So then Jesus directed them to the Temple in order to call them away from it? 

Yes. Away from its centrality to their lives. Its dominance of their faith. Its capitalizing on their view of God. Its power over how they believed God must be known and approached. Its controlling influence over their experience of God... Jesus told them to go to the Temple specifically so that, on the way, they could turn back. 

So then, in setting up their return to him, Jesus was telling them that they should praise God in the same manner that was available to the Samaritan?

Yes. Granted, it's not the most efficient way to instruct on this point, sure, but it's highly poetic and prophetic in a way that only Jesus could deliver. 


Jesus was telling them that everyone has equal access to God in him. Therefore, their view of themselves as privileged had expired.

The Divine light was not ahead of them in the Temple, but in the unassuming Rabbi of no earthly grandeur. Jesus' light shone behind them, casting the Temple in its true light... by casting it in their own shadow. 

backlit fog.jpg

But that is a hard lesson for a lot of us to learn, isn't it?

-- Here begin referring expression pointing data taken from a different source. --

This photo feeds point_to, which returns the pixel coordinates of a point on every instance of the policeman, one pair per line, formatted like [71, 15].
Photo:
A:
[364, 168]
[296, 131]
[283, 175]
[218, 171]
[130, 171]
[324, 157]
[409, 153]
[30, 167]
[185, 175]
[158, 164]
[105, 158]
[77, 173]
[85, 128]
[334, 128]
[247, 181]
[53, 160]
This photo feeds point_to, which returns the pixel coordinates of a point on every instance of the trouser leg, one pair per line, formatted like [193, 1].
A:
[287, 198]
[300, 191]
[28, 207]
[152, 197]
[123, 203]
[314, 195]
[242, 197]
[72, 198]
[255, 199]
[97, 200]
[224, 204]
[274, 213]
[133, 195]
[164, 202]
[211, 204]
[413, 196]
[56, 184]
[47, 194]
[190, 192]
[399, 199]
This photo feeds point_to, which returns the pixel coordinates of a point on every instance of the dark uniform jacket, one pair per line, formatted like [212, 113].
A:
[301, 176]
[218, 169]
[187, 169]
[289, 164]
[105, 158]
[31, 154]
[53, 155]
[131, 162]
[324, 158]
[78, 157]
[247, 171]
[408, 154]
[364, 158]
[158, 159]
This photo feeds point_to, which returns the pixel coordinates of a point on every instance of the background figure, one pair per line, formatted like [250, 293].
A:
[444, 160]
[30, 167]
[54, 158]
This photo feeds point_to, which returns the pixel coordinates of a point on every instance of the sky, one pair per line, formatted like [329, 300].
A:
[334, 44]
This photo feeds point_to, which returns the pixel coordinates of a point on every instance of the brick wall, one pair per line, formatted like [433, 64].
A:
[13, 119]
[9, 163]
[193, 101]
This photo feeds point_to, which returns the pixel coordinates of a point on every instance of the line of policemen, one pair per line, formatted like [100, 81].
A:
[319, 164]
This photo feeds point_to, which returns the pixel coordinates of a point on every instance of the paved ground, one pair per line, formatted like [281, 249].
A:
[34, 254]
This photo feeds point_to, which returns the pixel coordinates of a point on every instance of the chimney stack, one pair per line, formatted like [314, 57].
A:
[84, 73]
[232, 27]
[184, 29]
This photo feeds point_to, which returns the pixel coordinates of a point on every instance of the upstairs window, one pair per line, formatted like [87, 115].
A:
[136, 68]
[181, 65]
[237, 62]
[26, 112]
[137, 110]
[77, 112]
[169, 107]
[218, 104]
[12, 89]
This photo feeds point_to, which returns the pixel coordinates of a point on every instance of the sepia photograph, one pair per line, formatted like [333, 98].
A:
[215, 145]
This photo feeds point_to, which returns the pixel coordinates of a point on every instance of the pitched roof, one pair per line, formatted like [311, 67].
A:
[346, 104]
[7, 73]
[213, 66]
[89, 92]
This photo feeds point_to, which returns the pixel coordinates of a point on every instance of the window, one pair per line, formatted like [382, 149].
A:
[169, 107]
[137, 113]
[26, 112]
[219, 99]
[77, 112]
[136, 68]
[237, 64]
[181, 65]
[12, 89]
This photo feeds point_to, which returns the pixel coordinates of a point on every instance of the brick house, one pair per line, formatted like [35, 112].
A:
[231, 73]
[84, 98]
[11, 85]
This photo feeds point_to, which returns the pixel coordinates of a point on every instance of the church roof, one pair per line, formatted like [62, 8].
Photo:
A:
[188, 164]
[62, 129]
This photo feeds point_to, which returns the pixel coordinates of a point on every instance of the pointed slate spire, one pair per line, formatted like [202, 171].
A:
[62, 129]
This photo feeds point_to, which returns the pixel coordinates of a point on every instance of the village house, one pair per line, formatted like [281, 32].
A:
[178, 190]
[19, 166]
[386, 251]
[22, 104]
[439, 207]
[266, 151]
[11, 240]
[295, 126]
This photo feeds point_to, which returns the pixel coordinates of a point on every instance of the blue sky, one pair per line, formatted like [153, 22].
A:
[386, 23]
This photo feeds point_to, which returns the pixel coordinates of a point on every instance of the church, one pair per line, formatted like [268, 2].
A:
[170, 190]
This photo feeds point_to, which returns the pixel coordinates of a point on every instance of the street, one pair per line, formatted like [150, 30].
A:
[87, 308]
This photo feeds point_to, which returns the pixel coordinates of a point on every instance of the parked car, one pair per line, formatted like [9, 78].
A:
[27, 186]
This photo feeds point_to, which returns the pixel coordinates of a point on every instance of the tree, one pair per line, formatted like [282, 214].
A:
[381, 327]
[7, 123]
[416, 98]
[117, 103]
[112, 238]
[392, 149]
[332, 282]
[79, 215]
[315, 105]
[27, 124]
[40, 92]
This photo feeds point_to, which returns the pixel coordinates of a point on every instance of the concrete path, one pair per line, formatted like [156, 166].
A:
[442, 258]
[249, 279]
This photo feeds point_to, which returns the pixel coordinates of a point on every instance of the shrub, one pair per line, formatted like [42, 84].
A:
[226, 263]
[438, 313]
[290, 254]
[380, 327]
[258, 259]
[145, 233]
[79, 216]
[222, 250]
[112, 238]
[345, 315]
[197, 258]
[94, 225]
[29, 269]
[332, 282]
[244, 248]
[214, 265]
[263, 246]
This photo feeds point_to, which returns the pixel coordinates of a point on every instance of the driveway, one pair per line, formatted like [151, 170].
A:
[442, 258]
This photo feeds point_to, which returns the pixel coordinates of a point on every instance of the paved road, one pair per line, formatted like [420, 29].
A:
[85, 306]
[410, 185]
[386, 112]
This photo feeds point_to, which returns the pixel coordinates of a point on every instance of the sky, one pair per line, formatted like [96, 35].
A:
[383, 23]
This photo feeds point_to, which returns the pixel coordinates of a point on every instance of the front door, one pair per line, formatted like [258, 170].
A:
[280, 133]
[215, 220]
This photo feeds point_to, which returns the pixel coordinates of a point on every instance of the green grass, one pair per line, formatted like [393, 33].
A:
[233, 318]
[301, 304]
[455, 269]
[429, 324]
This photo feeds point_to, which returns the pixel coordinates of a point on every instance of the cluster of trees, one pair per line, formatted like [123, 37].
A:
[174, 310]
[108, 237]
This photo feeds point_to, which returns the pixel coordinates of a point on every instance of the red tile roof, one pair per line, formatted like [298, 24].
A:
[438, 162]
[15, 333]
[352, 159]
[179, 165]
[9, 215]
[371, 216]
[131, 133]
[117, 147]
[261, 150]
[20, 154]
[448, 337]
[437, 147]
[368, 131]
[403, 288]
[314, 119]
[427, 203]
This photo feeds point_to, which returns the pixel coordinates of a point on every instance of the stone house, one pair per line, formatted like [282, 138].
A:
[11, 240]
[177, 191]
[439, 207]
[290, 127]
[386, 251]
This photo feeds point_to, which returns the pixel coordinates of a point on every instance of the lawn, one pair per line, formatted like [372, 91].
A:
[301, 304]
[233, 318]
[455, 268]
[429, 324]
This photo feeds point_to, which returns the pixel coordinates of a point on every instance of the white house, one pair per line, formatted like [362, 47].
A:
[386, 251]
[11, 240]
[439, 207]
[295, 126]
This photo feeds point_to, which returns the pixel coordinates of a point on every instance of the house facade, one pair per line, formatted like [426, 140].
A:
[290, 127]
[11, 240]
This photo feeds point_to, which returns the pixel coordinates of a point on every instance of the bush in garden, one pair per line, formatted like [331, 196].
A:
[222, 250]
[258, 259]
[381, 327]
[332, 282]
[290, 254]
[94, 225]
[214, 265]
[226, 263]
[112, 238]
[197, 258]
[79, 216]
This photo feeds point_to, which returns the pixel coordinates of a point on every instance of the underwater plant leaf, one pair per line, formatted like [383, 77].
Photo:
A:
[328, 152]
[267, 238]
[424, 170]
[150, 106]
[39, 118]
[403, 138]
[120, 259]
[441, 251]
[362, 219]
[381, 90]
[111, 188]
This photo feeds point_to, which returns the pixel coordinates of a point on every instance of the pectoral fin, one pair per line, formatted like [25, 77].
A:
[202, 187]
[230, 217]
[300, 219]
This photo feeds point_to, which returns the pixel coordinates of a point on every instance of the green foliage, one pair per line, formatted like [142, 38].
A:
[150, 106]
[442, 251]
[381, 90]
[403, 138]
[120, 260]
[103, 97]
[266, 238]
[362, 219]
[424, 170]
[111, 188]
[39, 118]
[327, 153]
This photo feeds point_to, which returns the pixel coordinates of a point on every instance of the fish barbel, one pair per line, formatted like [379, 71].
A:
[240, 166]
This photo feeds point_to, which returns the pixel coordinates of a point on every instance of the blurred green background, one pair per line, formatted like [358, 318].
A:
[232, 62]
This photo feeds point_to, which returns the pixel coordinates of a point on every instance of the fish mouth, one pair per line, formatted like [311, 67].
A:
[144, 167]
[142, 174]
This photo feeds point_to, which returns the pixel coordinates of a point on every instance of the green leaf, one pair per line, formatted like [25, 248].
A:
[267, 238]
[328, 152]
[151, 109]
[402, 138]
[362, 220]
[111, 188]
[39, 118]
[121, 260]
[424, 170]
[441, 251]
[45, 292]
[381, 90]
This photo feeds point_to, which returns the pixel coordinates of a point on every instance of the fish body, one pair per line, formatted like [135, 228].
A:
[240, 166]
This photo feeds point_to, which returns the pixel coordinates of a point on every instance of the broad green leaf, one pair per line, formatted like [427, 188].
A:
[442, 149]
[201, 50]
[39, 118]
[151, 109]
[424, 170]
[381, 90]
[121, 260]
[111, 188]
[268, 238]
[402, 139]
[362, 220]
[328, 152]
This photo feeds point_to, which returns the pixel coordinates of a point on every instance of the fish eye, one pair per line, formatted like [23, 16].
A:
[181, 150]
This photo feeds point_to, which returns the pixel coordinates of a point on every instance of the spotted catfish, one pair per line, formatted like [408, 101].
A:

"Was no one found to turn back and give praise to God except this non-Jew?" ...It's an interesting question that Jesus begins to frame. Since the Temple was precisely the kind of place a Jew would think he needed to be in order to "give praise to God," we find that Jesus is conscientiously defying that expectation, because Jesus doesn't find the Temple to be necessary for that purpose at all. And that's his right as "Lord," isn't it? ...Or do we continue to *hush* Jesus in order to maintain a glossier view of the very things he criticized?

Then there's that tenth guy...

The Samaritan was right there with Jesus. He recognized the Source. Upon seeing what had happened and that he had been healed, he didn't go groveling before the same institution that never wanted to take him as he was anyway, leprous or not... No, he turned around. He went against the prescription because he had already experienced healing outside of it... He "got it." And that left him wanting to be with Jesus.

Him. A Samaritan. A halfbreed. A heretic... An Outsider. 

To this day, it's often the case that only an Outsider can see clearly like that.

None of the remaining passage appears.